Préambule
Il nous arrive de considérer
nos émotions comme des obstacles, des erreurs ou des faiblesses.
Nous cherchons alors à les contrôler et à les empêcher
de se manifester.
Par exemple, au moment où
je m'adresse à la personne qui m'intéresse le plus, je deviens
nerveux et tendu et je considère que c'est le pire moment ! Je voudrais
être à mon meilleur pour l'impressionner, mais au lieu de
ça je rougis, je bafouille et je perds mes idées.
Ça ne me dérangerait
pas d'être énervé, seul chez moi, mais à ce
pire moment, toutes ces réactions me nuisent en m'empêchent
de faire ce que je veux.
Mais en fait, c'est précisément
au bon moment et au bon endroit que je deviens tendu et que je rougis.
Et oui...
Sommaire
A.
Pourquoi avons-nous des émotions ?
Nos réactions émotives
sont là pour nous aider à nous adapter à chaque situation
de notre vie.
Elles servent à nous
permettre de tirer le plus de satisfaction possible de chaque moment et
d'éviter les obstacles et les dangers qui se trouvent sur notre
chemin.
C'est comme un système
de guidage très sophistiqué qui nous amène à
la satisfaction de nos besoins.
Par exemple, la peur déclenche
en nous des réactions physiques qui nous aident à faire face
au danger plus efficacement. Notre vision devient plus précise,
nos réflexes plus vifs, nos muscles plus forts et nous sommes moins
sensibles à la douleur. Nous avons alors tout ce qu'il faut pour
mieux réagir au danger en combattant ou en fuyant efficacement.
On voit souvent, dans de
telles situations, des personnes qui accomplissent des choses dont elles
seraient normalement incapables.
Nos sentiments et nos émotions nous informent continuellement sur la situation dans laquelle nous sommes et sur notre état intérieur. Plus précisément ils nous renseignent sur l'effet des événements et de nos propres actions sur notre équilibre intérieur.

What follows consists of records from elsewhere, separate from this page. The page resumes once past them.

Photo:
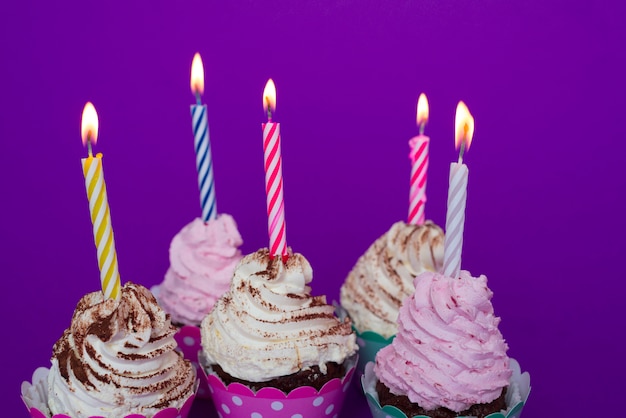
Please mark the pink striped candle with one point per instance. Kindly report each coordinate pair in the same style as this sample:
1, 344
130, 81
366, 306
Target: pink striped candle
419, 166
457, 193
273, 176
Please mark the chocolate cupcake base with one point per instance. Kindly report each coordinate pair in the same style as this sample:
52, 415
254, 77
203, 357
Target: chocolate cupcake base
411, 409
309, 377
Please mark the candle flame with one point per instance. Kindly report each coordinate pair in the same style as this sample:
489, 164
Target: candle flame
422, 110
89, 124
197, 75
463, 126
269, 96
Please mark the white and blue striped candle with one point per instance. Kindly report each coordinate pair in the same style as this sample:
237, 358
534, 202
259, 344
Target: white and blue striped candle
200, 125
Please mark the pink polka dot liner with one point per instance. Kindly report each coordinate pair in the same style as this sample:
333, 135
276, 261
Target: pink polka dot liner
237, 400
35, 397
189, 339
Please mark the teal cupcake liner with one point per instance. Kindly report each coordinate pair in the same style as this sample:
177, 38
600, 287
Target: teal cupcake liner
516, 395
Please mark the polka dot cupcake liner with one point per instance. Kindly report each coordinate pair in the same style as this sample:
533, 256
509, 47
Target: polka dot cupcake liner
516, 395
189, 340
35, 397
238, 401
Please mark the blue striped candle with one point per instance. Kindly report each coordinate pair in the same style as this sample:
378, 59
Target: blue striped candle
202, 145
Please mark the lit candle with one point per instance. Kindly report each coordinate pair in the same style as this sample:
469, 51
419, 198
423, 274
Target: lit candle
273, 176
419, 165
457, 193
200, 126
99, 206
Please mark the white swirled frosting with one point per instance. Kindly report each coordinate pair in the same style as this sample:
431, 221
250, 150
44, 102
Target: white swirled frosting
268, 325
383, 276
118, 358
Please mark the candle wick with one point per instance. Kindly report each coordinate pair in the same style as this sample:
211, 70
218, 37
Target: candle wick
461, 152
269, 109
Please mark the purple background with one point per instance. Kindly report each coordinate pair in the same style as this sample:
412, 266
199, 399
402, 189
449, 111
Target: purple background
545, 211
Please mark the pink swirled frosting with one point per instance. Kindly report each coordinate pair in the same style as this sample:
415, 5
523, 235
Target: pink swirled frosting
448, 351
203, 257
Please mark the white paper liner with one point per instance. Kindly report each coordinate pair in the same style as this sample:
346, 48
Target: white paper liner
516, 395
35, 397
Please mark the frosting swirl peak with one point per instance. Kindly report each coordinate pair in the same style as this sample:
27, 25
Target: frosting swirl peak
268, 325
448, 351
383, 276
118, 358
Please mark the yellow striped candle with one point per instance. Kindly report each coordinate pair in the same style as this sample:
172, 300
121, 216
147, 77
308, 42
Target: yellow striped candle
99, 207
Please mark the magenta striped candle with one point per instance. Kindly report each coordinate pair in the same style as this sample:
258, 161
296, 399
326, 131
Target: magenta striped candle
419, 166
457, 194
273, 176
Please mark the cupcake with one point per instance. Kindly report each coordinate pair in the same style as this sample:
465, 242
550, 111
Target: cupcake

A chaque moment, mes réactions émotives m'indiquent dans quelle mesure mes besoins sont satisfaits ou insatisfaits Elles me montrent jusqu'à quel point la situation ou les événements me conviennent vraiment.
Lorsque nous pensons aux
émotions de ceux qui nous entourent, cette réalité
nous apparaît évidente.
Si mon ami devient triste
ou en colère pendant que je parle,
je sais immédiatement que ce que je viens de dire ne correspond
pas à ce qu'il voudrait
Lorsque nous pensons à nos émotions nous sommes portés à considérer notre tristesse non pas comme un signe important à considérer, mais comme une faiblesse relativement inacceptable et notre colère comme un manque de maîtrise et non comme une énergie utile pour vaincre un obstacle sérieux.

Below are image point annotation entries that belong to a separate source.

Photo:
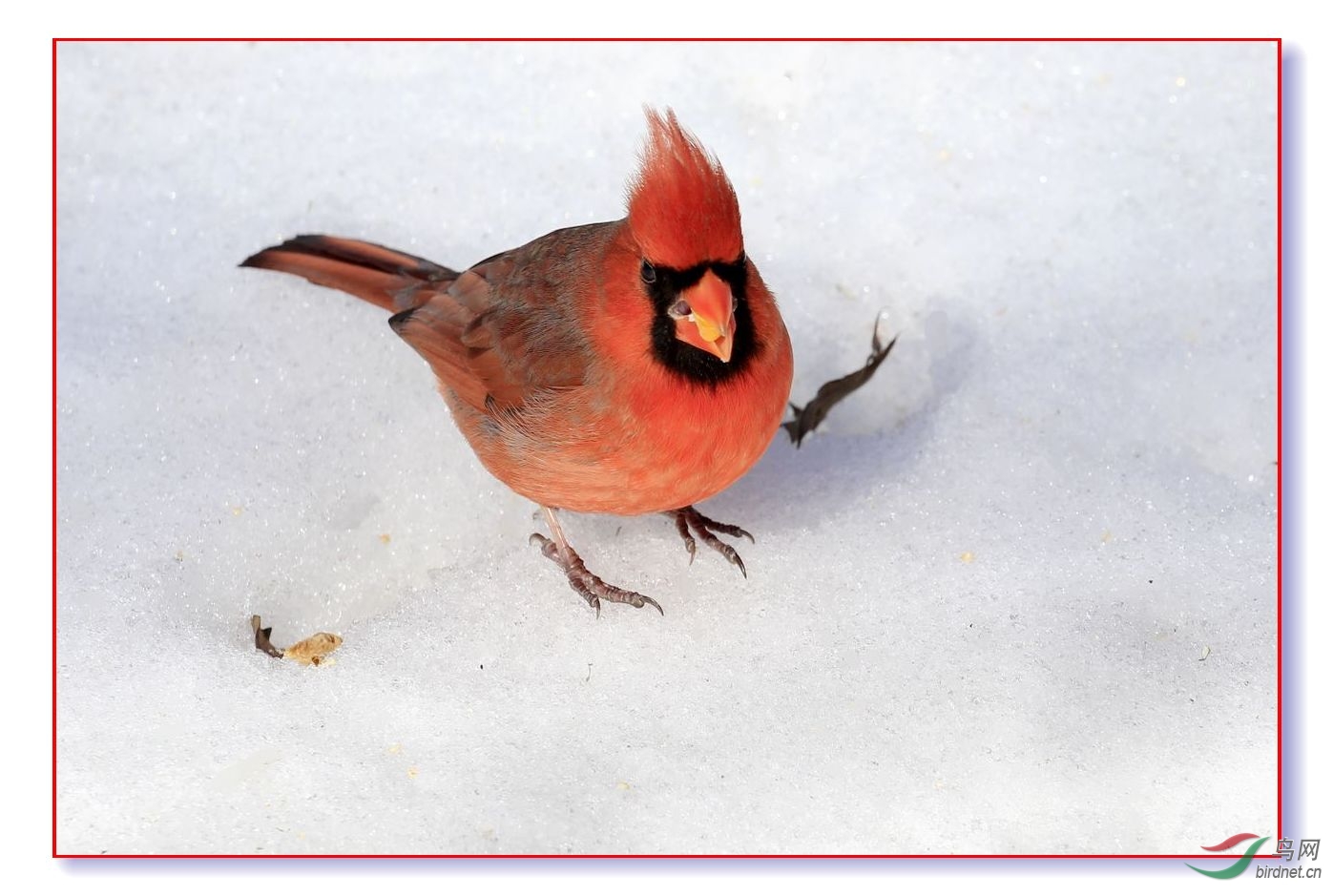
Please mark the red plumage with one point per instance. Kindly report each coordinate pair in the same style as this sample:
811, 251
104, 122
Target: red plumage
630, 366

Parfois, il nous arrive d'accuser
les autres d'avoir des réactions émotives excessives. Mais
là encore, il est facile de déceler le motif de cette évaluation:
nous considérons la réaction de l'autre comme trop forte
ou trop émotive lorsqu'elle dérange notre démarche,
lorsqu'elle nuit à l'atteinte de nos objectifs.
B.
Des messages précis
Chaque
émotion ou sentiment nous donne un message précis à
propos de notre équilibre intérieur.
Mais par contre, si je considère mes réactions comme peu appropriées, cela ne les empêchera pas d'exister, mais leur signification ne pourra devenir claire. En fait, mes sentiments commenceront alors à prendre des formes différentes qui refléteront non seulement le déséquilibre initial, mais également les déséquilibres supplémentaires fruits de mon refoulement.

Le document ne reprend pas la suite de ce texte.